Dice question - expected winnings of rolling dice222 times
Typical trading interviews consider gambling problems such as rolling a dice and winning its face value. The expected winnings are $ \$3.5 $ , $ \$4.25 $ , $ \$\frac{14}{3} $ for one throw, two throws, and three throws respectively. The expected winnings of $ n $ throws may be calculated recusively knowing the value of $ n-1 $ .
However, now consider a different game, in which one obtains $ \$10,000,000 $ for each face value of the dice. How much would you pay to enter this game?
Values of this big need us to be risk averse, in which the utility function is not linear but concave. A canonical choice is the logarithm, using which the money equivalent of the game is the geometric mean, $ (\prod_{i=1}^6 i10^8)^{1/6} \approx 2.9938 10^8 $ . So a risk reverse investor will pay $ 30M $ to enter the game. However, what if now I can throw the dice two times? Obviously, the same strategy before cannot apply here. How should we price this game then? Using binomial tree?
Let’s apply basic utility theory. Note that the expected utility is driven by the outcomes, their probabilities and the initial wealth $ W_0 $ of the gambler (see @Dimitri’s comment to your question). Let $ \mathrm{EU} $ denote expected utility
$$ \mathrm{EU}\equiv\sum\limits_{i=1}^np_iu(x_i+W_0) $$
and $ \mathrm{CE} $ be the certainty equivalent (or money equivalent in your question) $$ \mathrm{CE}\equiv u^{-1}(\mathrm{EU})-W_0, $$ i.e. $ u(\mathrm{CE+W_0})=\mathrm{EU} $ . If the initial wealth is orders of magnitude above the gamble’s outcomes, $ W_0>>x $ , then utility can be well approximated by a linear function, $ u(W_0+x_i)\approx u(W_0)+cx_i $ with $ c $ some constant depending on $ W_0 $ and $ u $ . This is reflected in the first part of your question.

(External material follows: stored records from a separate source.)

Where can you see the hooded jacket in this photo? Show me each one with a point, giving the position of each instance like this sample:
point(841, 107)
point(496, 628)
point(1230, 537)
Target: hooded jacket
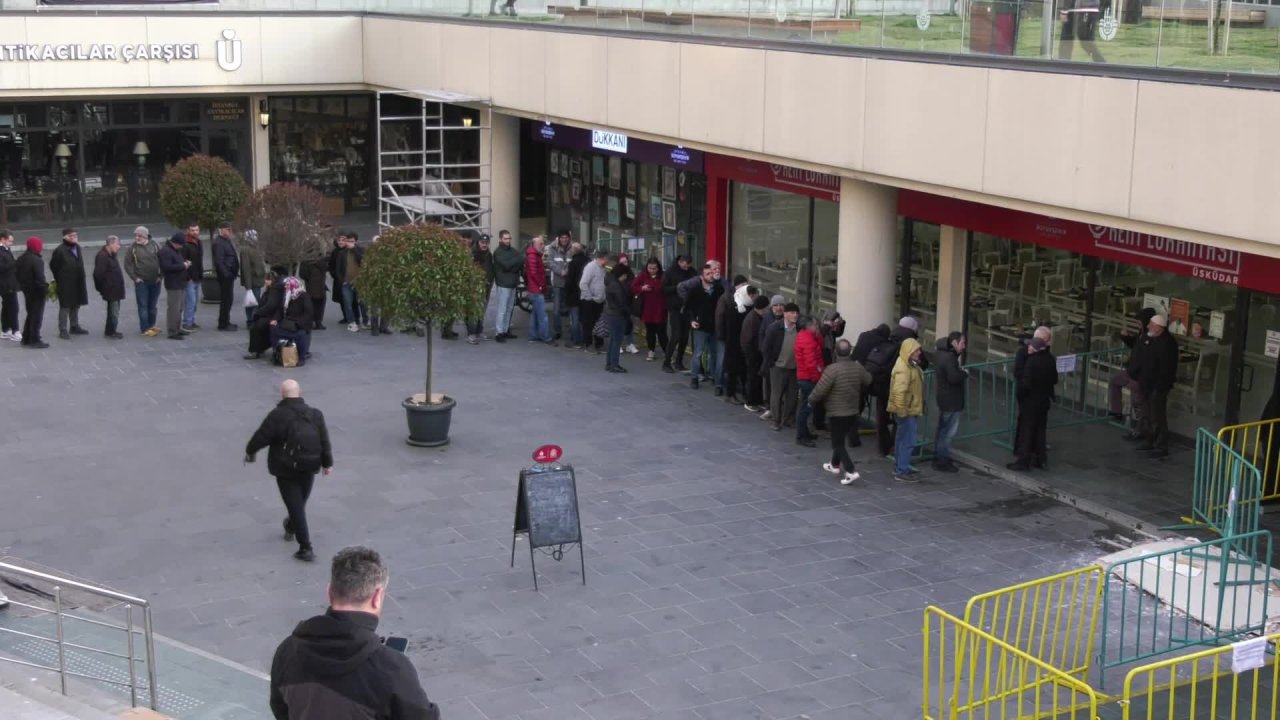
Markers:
point(906, 387)
point(334, 666)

Let’s further introduce optimal decision making. With $ n $ more rounds to go in the game, your gambler will always stop the game at some result $ x_i+W_0 $ whenever the utility of that result exceeds the continuation value,
$$ u(x_i+W_0)>\max{F_n} $$
where, somewhat sloppily, $ \max F_n $ denotes the expected utility from optimally stopping the game at some future time. In your example, this problem can be solved recursively: With one more round to go, the gambler will stop at some outcome $ x_j $ if $$ u(W_0+x_j)>\sum\limits_{i=1}^np_iu(x_i+W_0)\Leftrightarrow x_j>u^{-1}(EU)-W_0\equiv \mathrm{CE}_1 $$
The gambler will continue to play at any $ x_j<\mathrm{CE}_1 $ . With two more rounds to go, they know their optimal decision in the next round and they can adjust the game’s expected continuation value accordingly, i.e. now they stop if
$$ u(x_j+W_0)>\sum_{i:x_i < \mathrm{CE}_1}p_iu(W_0+\mathrm{CE}1)+\sum{i:x_i > \mathrm{CE}_1}p_iu(W_0+x_i) $$ And they will again find some certainty equivalent $ \mathrm{CE}_2 $ for this game, and so on.
At any step, the certainty equivalent (money value) of playing $ n $ games can be calculated by calculating
$$ \begin{align} \mathrm{CE_n}&=u^{-1}(\mathrm{EU_n})-W_0\ &=u^{-1}\left(\sum_{i:x_i < \mathrm{CE}{n-1}}p_iu(W_0+\mathrm{CE}{n-1})+\sum_{i:x_i > \mathrm{CE}_{n-1}}p_iu(W_0+x_i)\right)-W_0 \end{align} $$
N.B.: For completeness, the price of the gamble should, of course, also be reflected in the utility and outcome… Also: @Dimitri’s comment is very insightful: You are only willing to pay some utility based reservation price for such a gamble, but the gambling house would, on average, loose money at such a ticket price.